Karen from Instructables sez, "Instructables author Patrik has rigged up a homemade bioprinter, a 3D printer that 'prints' in biological material. Check out his amazing project. This is one of the many creative entries we've seen come in for our SciStarter Citizen Science Contest, where we are challenging our users to create solutions for real scientific problems."
As our first real "bioprinting" experiment, we wanted to start with something simple, instead of jumping straight into printing with live cells. We decided to print with a solution of arabinose onto filter paper. Then we cut out the filter paper, and put it onto an agarose plate on which we had grown a lawn of E. coli that we had engineered to carry the pGLO plasmid. This plasmid carries the Green Fluorescent Protein (GFP), under control of an arabinose-sensitive promoter. (Stay tuned for an instructable on how to make your own GFP-expressing E. coli).
As a result, wherever we had printed arabinose on the filter paper, we now saw the E. coli light up green under UV light! Note that the beauty of this experiment lies in its simplicity: we only had to print with a simple sugar solution, rather than with bulky live cells; and we were printing on paper, so we didn't even have to change the paper handling machinery. You could also try printing with antibiotics, or even proteins, such as enzymes or growth factors.

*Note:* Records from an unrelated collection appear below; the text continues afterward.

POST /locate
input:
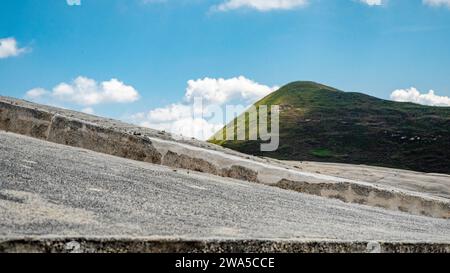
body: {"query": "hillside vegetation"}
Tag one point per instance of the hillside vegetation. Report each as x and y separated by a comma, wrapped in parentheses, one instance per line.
(321, 123)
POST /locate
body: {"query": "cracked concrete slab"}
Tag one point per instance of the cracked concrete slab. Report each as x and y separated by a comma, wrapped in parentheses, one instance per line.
(143, 144)
(57, 198)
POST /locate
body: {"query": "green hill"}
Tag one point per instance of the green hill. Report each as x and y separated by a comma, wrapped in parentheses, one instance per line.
(321, 123)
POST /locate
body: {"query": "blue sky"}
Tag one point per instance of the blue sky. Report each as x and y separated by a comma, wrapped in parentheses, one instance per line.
(151, 49)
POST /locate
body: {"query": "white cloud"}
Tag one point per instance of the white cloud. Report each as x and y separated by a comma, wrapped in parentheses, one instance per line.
(73, 2)
(414, 95)
(9, 48)
(260, 5)
(437, 3)
(86, 92)
(88, 110)
(191, 119)
(373, 2)
(220, 91)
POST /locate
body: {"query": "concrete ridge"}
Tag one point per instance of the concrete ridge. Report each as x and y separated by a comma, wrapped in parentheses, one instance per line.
(142, 144)
(181, 245)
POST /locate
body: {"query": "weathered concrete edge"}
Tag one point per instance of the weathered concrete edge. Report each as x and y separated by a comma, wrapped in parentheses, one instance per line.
(54, 127)
(152, 245)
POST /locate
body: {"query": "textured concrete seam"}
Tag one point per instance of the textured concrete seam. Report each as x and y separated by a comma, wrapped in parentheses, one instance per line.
(143, 245)
(75, 132)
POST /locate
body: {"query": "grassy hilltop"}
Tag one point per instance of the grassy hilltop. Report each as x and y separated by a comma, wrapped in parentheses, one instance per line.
(321, 123)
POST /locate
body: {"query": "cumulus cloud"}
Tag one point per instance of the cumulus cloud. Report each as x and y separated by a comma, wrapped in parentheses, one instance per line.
(414, 95)
(192, 119)
(86, 92)
(10, 48)
(437, 3)
(220, 91)
(73, 2)
(373, 2)
(260, 5)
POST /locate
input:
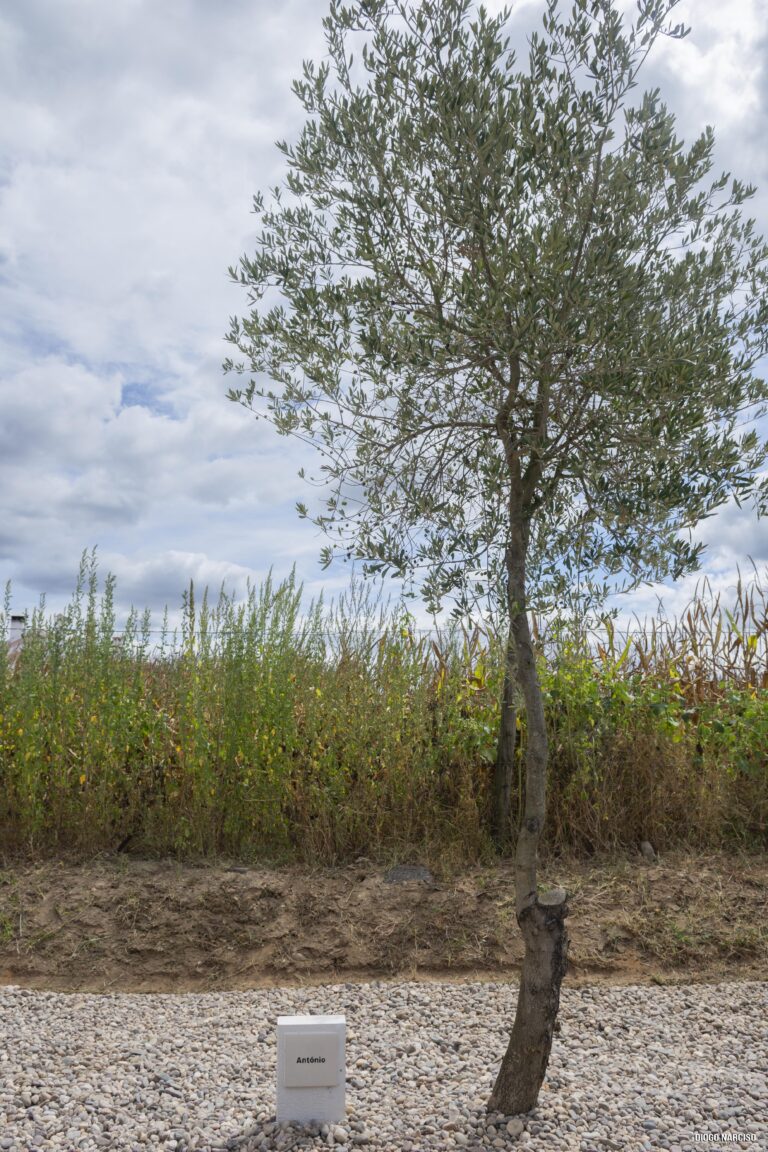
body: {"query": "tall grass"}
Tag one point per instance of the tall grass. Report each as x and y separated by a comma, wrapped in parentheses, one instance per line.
(248, 734)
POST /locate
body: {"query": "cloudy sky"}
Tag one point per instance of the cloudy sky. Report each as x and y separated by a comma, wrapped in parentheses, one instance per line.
(132, 136)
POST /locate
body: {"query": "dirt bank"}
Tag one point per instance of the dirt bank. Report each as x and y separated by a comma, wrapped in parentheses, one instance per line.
(124, 924)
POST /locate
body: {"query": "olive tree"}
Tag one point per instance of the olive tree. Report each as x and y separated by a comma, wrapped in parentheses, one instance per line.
(522, 327)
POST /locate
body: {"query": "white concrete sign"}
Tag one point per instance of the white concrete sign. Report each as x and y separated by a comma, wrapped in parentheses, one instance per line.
(311, 1071)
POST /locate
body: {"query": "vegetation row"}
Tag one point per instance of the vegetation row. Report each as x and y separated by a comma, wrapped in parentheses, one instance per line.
(256, 734)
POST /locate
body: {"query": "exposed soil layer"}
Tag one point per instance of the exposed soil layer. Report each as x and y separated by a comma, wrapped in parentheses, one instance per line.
(134, 925)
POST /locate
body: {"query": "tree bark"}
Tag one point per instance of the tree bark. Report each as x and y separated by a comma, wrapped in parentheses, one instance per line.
(525, 1061)
(501, 796)
(541, 918)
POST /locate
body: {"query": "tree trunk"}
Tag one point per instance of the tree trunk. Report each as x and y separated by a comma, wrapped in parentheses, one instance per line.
(541, 918)
(538, 1001)
(501, 796)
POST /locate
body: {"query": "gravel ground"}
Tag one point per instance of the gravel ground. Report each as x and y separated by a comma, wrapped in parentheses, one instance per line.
(632, 1068)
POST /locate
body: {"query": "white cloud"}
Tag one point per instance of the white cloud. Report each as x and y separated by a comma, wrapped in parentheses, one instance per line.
(134, 137)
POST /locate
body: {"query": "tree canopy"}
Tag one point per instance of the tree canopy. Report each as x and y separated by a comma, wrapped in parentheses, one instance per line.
(479, 281)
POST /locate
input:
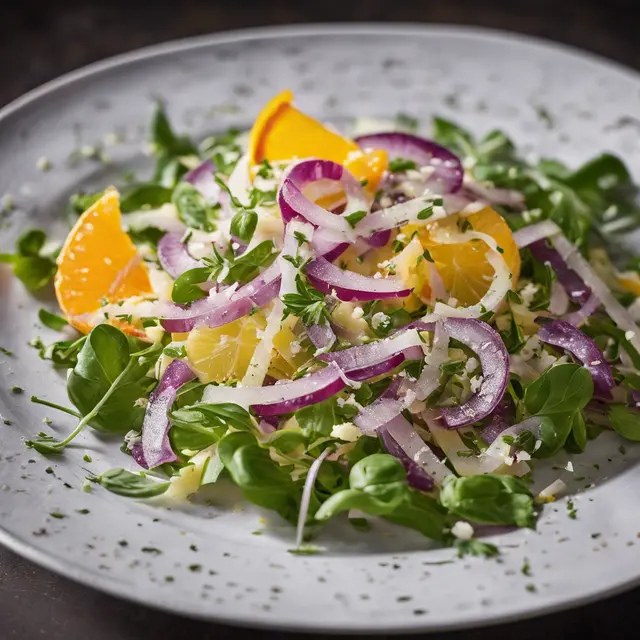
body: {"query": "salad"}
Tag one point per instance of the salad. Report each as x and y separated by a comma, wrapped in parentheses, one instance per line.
(389, 326)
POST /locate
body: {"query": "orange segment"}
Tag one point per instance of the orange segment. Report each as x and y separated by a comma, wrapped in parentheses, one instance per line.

The second-to-last image above shows our first test print, where we has printed arabinose over half of the filter paper - and half of the plate lights up under UV light. In the second image, we had printed the BioCurious "eyeball" logo. Success! Unfortunately the sharpness of the image definitely leaves much to be desired. Presumably, the arabinose tends to diffuse through the filter paper, which smears out the printed pattern. We should be able to do much better by printing directly on the agarose.